Carava described Mr Napper Tandy as "one of those kind of shuffling moving horses" who was plagued with bad feet.

"But he'd been no more shuffling than he's always been," Carava said. "Usually you could say a horse's stride is shortening up, and you need to find out what's bothering him. That wasn't the case. And believe me, we know when something changes."

Carava reached into his desk drawer and produced a thick sheaf of notes on each horse in the barn, with detailed observations by veterinarians after every workout.

"Here's one," Carava began, " '. . . jogged sound the following day, slight increase in fluid right knee.' Here's one who's been sore in his feet - the vet even diagrammed the problem spot so the blacksmith will know. I don't know how other people do it, but when you have a big barn it's a necessity.
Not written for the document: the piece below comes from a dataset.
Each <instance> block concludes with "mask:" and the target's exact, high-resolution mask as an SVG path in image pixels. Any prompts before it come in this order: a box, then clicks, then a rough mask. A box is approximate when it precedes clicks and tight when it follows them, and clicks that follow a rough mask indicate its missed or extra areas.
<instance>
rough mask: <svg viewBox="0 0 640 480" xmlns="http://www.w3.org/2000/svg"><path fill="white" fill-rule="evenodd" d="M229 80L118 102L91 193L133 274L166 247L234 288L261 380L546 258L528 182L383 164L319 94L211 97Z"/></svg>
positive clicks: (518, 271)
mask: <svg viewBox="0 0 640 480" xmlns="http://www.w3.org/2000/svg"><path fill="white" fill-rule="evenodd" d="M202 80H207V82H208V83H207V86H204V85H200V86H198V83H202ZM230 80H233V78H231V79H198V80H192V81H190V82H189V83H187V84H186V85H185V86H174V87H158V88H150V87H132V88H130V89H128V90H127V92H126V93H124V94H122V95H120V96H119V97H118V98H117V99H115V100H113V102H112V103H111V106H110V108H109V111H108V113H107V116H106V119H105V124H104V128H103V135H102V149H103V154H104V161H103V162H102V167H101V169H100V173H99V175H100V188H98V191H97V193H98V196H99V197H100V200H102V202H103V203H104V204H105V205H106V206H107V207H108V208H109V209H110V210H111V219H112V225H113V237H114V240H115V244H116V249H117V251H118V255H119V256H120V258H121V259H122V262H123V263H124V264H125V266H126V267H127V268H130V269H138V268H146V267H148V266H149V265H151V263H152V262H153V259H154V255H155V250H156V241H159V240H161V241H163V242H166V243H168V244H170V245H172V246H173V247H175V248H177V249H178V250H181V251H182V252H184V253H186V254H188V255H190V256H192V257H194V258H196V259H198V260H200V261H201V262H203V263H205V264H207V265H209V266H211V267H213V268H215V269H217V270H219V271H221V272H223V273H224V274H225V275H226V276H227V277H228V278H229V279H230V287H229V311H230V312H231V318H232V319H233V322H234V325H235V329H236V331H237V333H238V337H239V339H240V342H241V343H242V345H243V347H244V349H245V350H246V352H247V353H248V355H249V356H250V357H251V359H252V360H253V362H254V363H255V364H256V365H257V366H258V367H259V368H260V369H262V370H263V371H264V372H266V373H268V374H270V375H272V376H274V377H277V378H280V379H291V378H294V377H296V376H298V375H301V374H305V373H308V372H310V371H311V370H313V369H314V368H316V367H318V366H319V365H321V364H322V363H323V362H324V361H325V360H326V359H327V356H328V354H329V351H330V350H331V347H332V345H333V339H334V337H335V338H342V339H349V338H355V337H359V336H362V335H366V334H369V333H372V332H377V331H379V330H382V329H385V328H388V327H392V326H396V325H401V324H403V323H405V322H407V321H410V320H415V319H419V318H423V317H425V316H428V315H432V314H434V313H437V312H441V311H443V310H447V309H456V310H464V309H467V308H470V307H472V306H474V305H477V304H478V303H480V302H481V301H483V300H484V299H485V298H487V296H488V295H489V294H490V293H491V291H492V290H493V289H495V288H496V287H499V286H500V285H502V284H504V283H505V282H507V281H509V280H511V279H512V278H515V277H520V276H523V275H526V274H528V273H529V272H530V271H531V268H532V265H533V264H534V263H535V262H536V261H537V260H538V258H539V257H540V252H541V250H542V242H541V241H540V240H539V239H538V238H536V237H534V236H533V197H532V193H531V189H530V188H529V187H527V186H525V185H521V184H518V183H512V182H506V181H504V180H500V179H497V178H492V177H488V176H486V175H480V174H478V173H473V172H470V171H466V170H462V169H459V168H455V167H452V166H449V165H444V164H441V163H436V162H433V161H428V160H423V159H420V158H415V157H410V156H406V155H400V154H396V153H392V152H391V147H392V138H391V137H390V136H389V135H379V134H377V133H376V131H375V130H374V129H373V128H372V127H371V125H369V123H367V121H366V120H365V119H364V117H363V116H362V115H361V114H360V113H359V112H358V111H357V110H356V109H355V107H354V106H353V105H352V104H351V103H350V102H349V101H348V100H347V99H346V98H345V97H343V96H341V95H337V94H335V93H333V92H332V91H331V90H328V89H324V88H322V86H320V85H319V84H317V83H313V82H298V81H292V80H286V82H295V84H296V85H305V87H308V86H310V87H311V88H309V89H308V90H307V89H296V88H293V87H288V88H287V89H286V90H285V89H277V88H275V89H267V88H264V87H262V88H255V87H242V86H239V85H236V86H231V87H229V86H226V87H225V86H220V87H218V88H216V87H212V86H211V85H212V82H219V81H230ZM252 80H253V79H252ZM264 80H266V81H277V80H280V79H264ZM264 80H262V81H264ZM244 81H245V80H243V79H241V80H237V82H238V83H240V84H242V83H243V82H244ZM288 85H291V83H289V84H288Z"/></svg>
It helps the vets if they can go back and verify what they saw earlier to be more comfortable with what they might have to do next."

Carava resisted the temptation to blame his cluster of back luck on Del Mar's Polytrack surface. He is by no means a cheerleader for the new technology, but he has been willing to give it the benefit of the doubt. His main concern is with the maintenance of the surface, which has also been installed at Woodbine, Keeneland, Arlington, and Turfway Park.

"I do think this surface gets firm in cooler weather," Carava said. "It compacts and gets sticky, so when the horses hit they've got all that weight going forward with no slide to ease the impact.

"I was a little disappointed in the attitude of track management, though, or at least what I read," Carava added, referring to a quote from Del Mar president Joe Harper in a local paper that attributed some of the problem to sore horses.

Just then, Carava's phone rang. It was Harper.

"I told him I was really sorry it came out like that," Harper said later. "Jack's the last guy I'd say something like that about. But this losing one horse a day isn't good. We've got new harrows in and ready to use, the same kind they use at Woodbine and Arlington, and I've got Steve Young, the Keeneland trackman, coming out here. We need another set of brains on this thing."